Background

The new telepathology and virtual slide (VS) technology undergo remarkable changes in development and implementation. What are the reasons? What do we have to expect in the near future?

Present stage

Telepathology started in Europe in the 1980s. It was implemented in closed communication systems and focussed on frozen section service [1, 2]. Open systems embedded in open source software replaced the early communication about 10 years ago. They became to age, and nearly all of them closed [3]. A new era started with the m edical e lectronic c ommunication e xpert s ystem (MECES, http://www.diagnomx.eu) and the V irtual I nternational P athology I nstitute (VIPI,http://www.diagnomx.eu/vipi) that combine an internal communication network with external information nodes. It uses acoustic and visual information transfer as well as information sources at different levels such as access to libraries, image content information analysis, and diagnosis assistants [3]. It also incorporates VS, which are available from different companies. Although delivered in non-congruent formats certain medical platforms (MECES) and open access scientific journals (journal of diagnostic pathology (http://www.diagnosticpathology.org)) can handle VS via their specific viewers. VS implementation in routine tissue – based diagnosis is on its way. Most companies try to specifically connect their VS scanners to laboratory information systems (LIS) and / or to digital radiology imaging systems (picture archiving and communication system (PACS)) [4, 5]. VS are provided with their own specific image analyzing system that focuses on evaluation of suitable immunohistochemistry scores such as Her2_neu or hormone receptors in breast cancer. Obligatory VS standards are still missing [6, 7].

Expectations

The establishment of a mandatory VS standard related to PACS is on its way [8]. Recent development of so – called social forums (facebook, linkedin, youtube, etc.) has lead to new communication standards that permit the extension of open access and open software forums to external nodes. They can be considered as a communication system with internal structures {discussion groups, communication pathways (images, sounds, movies, functions), language, data sets, etc.} equipped with flexible communicative surface {interpretation, measurements, quality assurance, standardization, language translation, and others}. These information transfers can be switched on and off [9].

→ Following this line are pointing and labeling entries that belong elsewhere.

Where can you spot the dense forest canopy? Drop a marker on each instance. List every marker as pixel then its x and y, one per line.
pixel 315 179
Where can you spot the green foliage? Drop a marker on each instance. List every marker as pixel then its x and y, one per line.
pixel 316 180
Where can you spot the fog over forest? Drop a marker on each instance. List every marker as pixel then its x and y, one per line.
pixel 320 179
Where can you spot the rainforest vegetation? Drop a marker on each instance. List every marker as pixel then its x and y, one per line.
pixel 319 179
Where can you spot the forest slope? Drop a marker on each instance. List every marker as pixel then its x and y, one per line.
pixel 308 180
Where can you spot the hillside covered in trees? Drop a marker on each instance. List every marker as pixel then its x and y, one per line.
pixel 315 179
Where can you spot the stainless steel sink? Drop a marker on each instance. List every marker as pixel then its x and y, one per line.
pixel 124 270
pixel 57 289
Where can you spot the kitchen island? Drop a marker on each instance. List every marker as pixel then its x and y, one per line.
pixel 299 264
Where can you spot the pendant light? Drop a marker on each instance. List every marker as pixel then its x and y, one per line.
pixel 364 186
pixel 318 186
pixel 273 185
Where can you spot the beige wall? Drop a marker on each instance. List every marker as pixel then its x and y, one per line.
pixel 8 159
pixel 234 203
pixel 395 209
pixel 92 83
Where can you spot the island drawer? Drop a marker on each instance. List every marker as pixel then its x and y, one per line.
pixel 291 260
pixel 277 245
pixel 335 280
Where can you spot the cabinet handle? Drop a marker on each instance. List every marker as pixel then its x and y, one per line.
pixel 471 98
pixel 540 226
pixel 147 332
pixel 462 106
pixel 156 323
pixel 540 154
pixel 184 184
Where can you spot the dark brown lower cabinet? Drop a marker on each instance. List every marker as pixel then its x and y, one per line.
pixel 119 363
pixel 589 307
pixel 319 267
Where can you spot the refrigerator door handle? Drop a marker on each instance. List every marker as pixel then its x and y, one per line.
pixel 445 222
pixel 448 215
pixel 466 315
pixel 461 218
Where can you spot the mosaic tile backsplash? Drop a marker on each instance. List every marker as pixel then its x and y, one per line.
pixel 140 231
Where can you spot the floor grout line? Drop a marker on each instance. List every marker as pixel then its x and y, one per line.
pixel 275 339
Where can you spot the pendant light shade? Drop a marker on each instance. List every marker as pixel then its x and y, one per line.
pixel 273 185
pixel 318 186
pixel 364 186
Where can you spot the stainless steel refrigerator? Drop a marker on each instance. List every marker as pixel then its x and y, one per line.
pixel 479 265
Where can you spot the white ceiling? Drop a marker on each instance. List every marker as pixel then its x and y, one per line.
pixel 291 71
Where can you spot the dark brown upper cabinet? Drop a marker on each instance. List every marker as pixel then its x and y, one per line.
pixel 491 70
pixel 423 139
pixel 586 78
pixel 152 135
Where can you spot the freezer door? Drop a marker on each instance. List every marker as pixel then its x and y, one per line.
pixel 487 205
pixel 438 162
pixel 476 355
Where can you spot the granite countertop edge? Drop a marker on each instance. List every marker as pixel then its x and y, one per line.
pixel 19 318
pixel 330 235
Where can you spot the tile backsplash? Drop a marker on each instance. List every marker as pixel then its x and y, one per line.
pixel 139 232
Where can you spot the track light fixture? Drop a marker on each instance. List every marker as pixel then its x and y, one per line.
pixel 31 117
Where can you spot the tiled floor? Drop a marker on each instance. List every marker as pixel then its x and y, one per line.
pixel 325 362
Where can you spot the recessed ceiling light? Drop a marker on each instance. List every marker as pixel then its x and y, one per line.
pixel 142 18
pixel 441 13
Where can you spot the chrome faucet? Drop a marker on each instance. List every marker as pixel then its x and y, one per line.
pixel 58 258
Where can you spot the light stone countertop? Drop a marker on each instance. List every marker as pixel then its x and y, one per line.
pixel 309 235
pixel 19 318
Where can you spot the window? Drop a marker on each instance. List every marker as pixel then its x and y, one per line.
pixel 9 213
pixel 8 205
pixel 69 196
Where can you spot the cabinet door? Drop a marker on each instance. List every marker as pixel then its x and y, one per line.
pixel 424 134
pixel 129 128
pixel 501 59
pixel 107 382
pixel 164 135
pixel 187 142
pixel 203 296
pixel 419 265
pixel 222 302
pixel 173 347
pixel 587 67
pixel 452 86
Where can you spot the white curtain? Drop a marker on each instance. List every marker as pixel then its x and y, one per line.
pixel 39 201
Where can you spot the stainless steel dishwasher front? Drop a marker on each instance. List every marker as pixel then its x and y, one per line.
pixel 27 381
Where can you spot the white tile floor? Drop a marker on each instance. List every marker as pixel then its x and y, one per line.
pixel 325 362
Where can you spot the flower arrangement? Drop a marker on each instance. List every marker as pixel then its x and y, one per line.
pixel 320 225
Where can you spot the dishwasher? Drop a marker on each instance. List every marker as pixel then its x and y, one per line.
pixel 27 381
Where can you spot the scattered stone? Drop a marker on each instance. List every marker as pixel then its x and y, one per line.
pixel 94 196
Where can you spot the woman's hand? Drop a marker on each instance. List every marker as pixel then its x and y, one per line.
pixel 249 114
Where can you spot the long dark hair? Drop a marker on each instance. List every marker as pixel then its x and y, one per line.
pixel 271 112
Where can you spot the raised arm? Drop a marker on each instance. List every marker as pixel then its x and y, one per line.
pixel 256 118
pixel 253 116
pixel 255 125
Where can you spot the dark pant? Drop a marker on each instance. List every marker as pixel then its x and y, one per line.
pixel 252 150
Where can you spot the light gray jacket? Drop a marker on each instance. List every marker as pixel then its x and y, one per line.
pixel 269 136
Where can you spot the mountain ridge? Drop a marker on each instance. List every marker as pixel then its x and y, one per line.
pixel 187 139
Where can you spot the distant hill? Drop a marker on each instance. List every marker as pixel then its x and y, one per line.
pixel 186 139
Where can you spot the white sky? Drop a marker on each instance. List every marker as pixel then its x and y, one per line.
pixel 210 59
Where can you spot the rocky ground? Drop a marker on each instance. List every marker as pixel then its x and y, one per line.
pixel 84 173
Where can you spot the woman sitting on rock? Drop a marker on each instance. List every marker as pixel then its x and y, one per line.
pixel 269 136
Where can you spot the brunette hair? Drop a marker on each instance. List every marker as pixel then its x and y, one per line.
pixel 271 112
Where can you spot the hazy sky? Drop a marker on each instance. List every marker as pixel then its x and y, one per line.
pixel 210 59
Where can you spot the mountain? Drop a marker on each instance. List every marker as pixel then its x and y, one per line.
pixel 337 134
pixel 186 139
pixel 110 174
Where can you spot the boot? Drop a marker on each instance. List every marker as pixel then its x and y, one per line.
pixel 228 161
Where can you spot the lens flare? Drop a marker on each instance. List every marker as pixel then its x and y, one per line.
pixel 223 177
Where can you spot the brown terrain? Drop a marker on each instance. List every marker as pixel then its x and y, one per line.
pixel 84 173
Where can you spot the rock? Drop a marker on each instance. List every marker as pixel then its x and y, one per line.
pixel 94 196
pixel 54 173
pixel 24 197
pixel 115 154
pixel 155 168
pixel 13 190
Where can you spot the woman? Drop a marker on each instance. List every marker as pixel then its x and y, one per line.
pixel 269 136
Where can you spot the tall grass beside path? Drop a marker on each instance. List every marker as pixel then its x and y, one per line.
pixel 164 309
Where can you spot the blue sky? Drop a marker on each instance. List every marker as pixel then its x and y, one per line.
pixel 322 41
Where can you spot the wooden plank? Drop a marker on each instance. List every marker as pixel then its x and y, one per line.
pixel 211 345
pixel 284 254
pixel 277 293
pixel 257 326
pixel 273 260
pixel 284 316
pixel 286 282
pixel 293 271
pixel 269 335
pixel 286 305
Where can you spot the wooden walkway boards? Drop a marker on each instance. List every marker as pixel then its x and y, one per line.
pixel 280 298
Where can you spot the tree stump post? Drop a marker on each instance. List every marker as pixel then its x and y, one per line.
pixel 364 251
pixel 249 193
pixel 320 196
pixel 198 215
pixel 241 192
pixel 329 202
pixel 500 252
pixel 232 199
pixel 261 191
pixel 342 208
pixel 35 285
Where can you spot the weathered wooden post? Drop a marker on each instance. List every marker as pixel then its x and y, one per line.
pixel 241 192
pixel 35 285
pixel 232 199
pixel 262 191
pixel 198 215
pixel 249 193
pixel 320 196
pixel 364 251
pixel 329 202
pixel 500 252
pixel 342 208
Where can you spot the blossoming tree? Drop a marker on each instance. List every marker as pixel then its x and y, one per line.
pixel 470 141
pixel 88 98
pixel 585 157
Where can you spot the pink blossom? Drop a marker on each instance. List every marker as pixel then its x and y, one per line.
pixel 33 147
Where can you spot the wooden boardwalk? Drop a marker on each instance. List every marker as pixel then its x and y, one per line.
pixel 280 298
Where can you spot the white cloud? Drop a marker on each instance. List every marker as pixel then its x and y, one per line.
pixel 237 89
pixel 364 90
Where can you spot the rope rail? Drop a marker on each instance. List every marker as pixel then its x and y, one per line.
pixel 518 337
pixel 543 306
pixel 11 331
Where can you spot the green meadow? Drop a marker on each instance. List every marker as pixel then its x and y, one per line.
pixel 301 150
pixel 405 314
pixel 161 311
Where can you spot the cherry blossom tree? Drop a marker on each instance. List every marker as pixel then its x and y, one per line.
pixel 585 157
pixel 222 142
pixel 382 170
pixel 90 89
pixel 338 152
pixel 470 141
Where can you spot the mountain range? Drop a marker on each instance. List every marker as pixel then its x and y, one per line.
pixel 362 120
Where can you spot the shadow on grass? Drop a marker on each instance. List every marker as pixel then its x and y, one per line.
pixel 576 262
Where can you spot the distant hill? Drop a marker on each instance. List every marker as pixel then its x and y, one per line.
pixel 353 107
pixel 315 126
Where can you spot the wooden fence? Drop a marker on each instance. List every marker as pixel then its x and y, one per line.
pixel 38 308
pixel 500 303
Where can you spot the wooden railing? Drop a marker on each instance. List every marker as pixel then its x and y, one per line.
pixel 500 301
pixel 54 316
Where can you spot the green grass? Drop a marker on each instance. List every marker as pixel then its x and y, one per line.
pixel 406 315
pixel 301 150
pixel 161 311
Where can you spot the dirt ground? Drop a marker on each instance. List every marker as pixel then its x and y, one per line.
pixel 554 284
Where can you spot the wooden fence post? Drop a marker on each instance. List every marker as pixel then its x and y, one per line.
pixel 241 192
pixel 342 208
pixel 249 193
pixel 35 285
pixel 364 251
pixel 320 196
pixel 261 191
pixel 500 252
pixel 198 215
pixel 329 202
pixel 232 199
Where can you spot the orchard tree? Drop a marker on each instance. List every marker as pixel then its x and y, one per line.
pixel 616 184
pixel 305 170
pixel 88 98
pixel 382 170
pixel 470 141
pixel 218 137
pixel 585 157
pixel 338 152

There are two different ways to incorporate VS in routine tissue – based diagnosis, namely (a) direct implementation of VS scanners in the existing LIS with specific connection to the hospital information system (HIS), and (b) to create an open communication network that provides as flexible communication surface to HIS, LIS, VS, etc. Industry seems to prefer method (a) although method (b) offers great advantages [10].

Conclusion

Europe is involved in big changes that involve the world of tissue – based diagnosis [11]. Surgical pathology starts to gain in clinical significance and financial interest. It is promoted by predictive diagnosis and communicative approaches which have their roots in telemedicine and digitized images [12]. The digitalization of surgical pathology has irreversibly started with big investment; the out come of the footrace is promising; however, it remains still open.